Само-собою разумѣется, что, впродолженіе своего пребыванія на Королевиной усадьбѣ, мистриссъ Бекки вошла въ самыя дружелюбныя сношенія со всѣми членами благороднаго семейства. Леди Дженни и супрутъ ея, прощаясь съ нашей героиней, спѣшили выразить искреннія чувства родственной любви и пріязни. Съ удовольствіемъ разсуждали они о томъ счастливомъ времени, когда будетъ вновь отстроенъ и украшенъ ихъ прадѣдовскій домъ на Гигантской улицѣ, въ Лондонѣ, гдѣ они чаще и чаще будутъ видѣться съ мистриссъ Родонъ. Леди Саутдаунъ снабдила ее значительнымъ количествомъ порошковъ и микстуръ собственнаго приготовлепія, и вручила ей рекомендательное письмо къ достопочтенному Лоренсу Грилльсу. Питтъ приказалъ заложить четверню лошадей въ фамильную карету, и проводилъ ихъ до Модбери, куда заранѣе была отправлена телѣга, нагруженная дичью и дорожными вещами мистриссъ Родонъ.
— Какъ вы будете счастливы при свиданіи съ своимъ малюткой! сказала леди Кроли, прощаясь окончательно съ своей милой сестрицей.
— О, да, неизмѣримо счастлива! отвѣчала Ребекка, возводя къ облакамъ свои зеленые глазки.
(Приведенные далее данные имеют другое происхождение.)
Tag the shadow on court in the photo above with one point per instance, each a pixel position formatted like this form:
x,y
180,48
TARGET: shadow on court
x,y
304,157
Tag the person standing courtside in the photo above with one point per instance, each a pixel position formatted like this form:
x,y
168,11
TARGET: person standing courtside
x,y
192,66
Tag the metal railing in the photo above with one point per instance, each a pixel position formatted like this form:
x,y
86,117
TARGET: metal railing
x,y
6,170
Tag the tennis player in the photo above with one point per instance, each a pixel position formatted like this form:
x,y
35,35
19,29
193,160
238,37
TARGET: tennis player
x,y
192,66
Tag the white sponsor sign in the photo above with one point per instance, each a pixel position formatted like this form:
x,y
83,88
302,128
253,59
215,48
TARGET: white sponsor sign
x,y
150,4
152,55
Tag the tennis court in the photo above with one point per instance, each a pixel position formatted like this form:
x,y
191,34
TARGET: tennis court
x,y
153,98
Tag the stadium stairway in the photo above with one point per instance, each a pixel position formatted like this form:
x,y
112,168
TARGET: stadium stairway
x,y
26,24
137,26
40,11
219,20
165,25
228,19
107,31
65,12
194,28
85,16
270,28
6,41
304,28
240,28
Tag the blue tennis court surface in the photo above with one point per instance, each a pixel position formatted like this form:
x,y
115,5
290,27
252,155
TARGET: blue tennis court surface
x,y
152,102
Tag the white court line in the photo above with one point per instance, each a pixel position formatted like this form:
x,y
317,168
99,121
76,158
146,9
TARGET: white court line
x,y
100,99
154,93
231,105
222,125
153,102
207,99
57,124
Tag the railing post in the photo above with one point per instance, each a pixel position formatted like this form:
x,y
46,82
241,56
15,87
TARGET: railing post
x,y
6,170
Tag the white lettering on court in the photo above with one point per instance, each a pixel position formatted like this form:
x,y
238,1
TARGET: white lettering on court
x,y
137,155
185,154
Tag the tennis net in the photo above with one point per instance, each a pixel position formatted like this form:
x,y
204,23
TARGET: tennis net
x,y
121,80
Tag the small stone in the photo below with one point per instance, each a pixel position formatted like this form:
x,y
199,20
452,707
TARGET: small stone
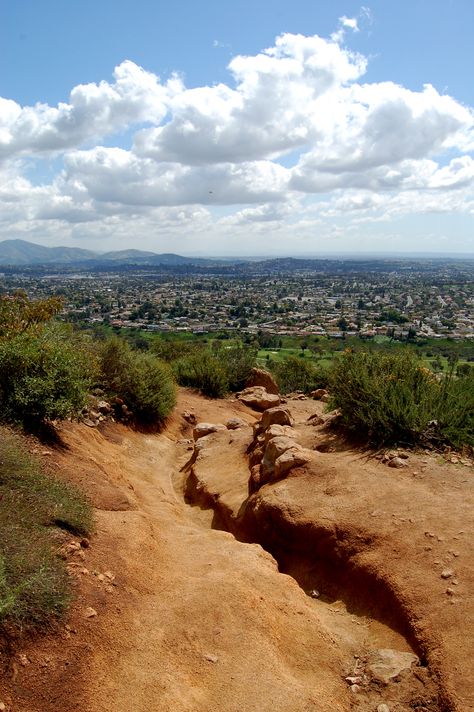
x,y
447,573
353,679
397,462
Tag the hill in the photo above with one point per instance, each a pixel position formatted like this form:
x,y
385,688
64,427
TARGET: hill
x,y
23,253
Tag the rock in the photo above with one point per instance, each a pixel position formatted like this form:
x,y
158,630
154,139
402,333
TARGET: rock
x,y
275,416
397,462
104,407
294,457
385,664
447,573
281,455
316,419
203,429
318,393
275,430
260,377
258,398
235,424
256,457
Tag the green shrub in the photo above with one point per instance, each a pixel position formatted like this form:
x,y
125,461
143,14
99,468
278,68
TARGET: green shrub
x,y
455,409
43,375
392,398
204,372
33,581
169,349
298,374
144,382
237,362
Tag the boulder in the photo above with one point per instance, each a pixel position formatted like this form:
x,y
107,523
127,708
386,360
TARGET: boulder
x,y
203,429
319,393
293,457
258,398
275,449
385,664
189,417
260,377
275,430
235,424
397,462
275,416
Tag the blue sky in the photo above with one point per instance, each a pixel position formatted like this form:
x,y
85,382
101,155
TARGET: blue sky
x,y
327,142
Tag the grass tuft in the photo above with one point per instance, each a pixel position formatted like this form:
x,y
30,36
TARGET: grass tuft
x,y
33,580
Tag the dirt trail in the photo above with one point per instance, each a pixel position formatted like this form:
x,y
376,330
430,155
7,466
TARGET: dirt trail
x,y
191,620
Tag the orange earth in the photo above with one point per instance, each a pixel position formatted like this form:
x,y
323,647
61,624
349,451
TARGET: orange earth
x,y
348,585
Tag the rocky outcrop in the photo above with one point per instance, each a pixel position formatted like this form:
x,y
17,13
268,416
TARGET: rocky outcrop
x,y
274,450
203,429
319,393
260,377
258,398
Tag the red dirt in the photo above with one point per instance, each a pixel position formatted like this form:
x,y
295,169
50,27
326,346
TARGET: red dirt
x,y
196,621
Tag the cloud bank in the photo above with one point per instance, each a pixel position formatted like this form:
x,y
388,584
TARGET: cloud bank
x,y
295,141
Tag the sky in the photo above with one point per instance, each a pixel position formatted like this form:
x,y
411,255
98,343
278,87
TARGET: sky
x,y
243,127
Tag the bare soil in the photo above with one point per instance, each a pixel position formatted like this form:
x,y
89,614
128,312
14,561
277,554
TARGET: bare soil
x,y
192,597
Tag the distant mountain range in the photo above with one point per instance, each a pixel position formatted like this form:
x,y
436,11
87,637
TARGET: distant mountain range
x,y
18,253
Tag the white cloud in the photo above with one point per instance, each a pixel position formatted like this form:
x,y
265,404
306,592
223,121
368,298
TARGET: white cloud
x,y
113,175
272,110
93,111
366,151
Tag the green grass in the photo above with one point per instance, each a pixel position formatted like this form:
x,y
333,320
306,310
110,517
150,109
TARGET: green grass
x,y
33,582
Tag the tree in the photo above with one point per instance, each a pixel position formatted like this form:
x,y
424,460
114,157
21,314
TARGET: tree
x,y
19,314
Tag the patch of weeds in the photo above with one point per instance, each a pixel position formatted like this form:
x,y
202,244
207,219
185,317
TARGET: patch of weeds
x,y
33,580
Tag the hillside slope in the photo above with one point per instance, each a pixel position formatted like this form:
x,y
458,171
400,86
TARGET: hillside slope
x,y
186,618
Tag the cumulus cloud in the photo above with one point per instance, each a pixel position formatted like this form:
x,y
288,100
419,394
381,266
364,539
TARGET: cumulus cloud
x,y
114,175
272,110
295,120
93,111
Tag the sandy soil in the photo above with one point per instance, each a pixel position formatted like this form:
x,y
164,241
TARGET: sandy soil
x,y
190,619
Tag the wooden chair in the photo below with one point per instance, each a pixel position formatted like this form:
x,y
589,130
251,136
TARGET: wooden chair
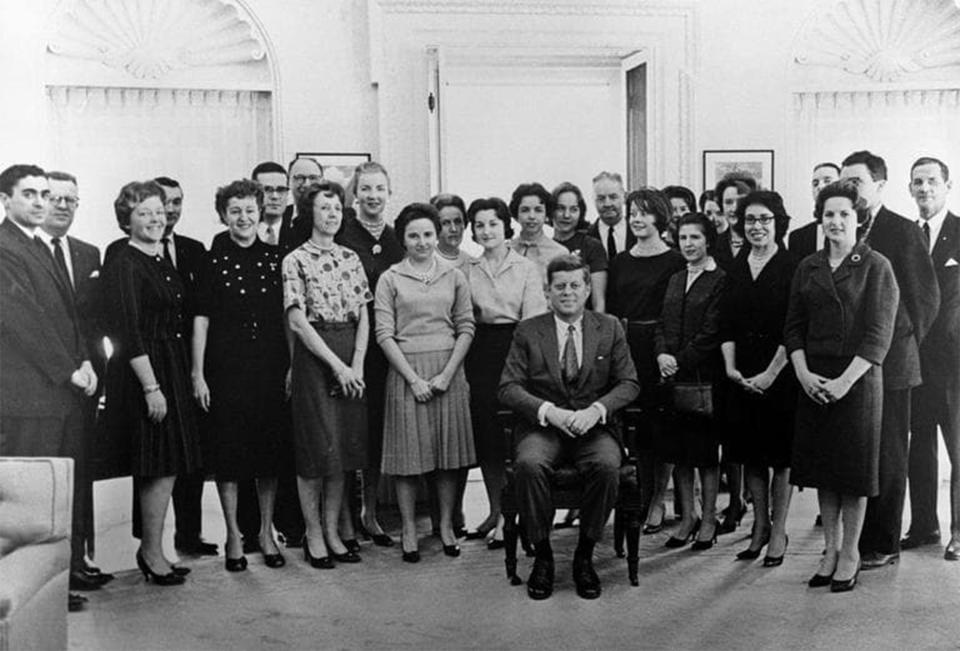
x,y
567,491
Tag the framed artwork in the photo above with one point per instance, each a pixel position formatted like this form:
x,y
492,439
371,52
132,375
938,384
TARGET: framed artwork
x,y
758,163
337,166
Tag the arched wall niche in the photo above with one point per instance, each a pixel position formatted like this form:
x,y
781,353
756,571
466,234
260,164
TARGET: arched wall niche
x,y
882,75
141,88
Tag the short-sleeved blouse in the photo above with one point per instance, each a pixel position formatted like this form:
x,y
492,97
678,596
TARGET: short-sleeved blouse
x,y
327,284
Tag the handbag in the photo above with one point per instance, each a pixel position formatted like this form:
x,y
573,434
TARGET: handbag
x,y
694,398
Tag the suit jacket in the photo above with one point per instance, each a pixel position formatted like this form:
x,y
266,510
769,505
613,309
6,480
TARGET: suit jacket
x,y
594,232
940,351
39,339
531,373
901,242
803,241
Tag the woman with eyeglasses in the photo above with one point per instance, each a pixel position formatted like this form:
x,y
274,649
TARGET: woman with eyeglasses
x,y
760,397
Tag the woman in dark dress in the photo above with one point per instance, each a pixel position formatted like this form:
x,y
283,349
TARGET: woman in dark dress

Она была неизмѣримо счастлива при мысли, что оставляетъ наконецъ это мѣсто, но ей въ то же время не совсѣмъ хотѣлось ѣхать и въ Лондонъ. Королевина усадьба, нечего и говорить, глупа до пошлости и скучна какъ-нельзя больше; но все же воздухъ тамъ почище той атмосферы, въ которой привыкла дышать мистриссъ Родонъ. Нѣтъ только ни одного умнаго человѣка, за то всѣ были добры и ласковы къ ней.
— О, еслибъ въ самомъ дѣлѣ пріобрѣсть какъ-нибудь тысячи три фунтовъ годоваго дохода! воскликнула Ребекка въ глубинѣ своей души. И мысль эта не оставляла ея во всю дорогу.
Лондонскіе фонарики засверкали привѣтливымъ свѣтомъ, когда наши путешественники пріѣхали въ Пиккадилли; миссъ Бриггсъ развела великолѣпный огонь въ джентльменскомъ домикѣ на Курцон-Стритѣ, и маленькій Родонъ, выскочившій изъ постели, радушно поздравлялъ папашу и мамашу съ благополучнымъ возвращеніемъ домой.
ГЛАВА XXI
Рѣчь пойдетъ о фамиліи Осборновъ
Много утекло воды съ той поры, какъ мы видѣли въ послѣдній разъ мистера Осборна-старшаго на Россель-Скверѣ. Никакъ нельзя сказать, чтобъ все это время онъ былъ счастливѣйшимъ изъ смертныхъ. Случились нѣкоторыя событія, имѣвшія одуряющее вліяніе на его характеръ и, что всего хуже, старикъ во многихъ случаяхъ, не могъ дѣйствовать такъ, какъ ему хотѣлось. Мистеръ Осборнъ, даже въ лучшее время жизни, не могъ терпѣть равнодушно противорѣчія своимъ, основательно обдуманнымъ, желаніямъ и планамъ; но тѣмъ больше сопротивленія этого рода раздражали его теперь, когда подагра, старость, одиночество, неудачи, обманутыя надежды совокупно тяготѣли надъ его головою. Его густые, черные волосы посѣдѣли какъ лунь вскорѣ послѣ смерти сына; лицо его побагровѣло, и руки стали дрожать больше и больше, когда онъ наливалъ себѣ стаканъ портвейна. Конторщикамъ въ Сити не было отъ него житья, и члены его собственнаго семейства разстались, повидимому, однажды навсегда съ своимъ счастьемъ.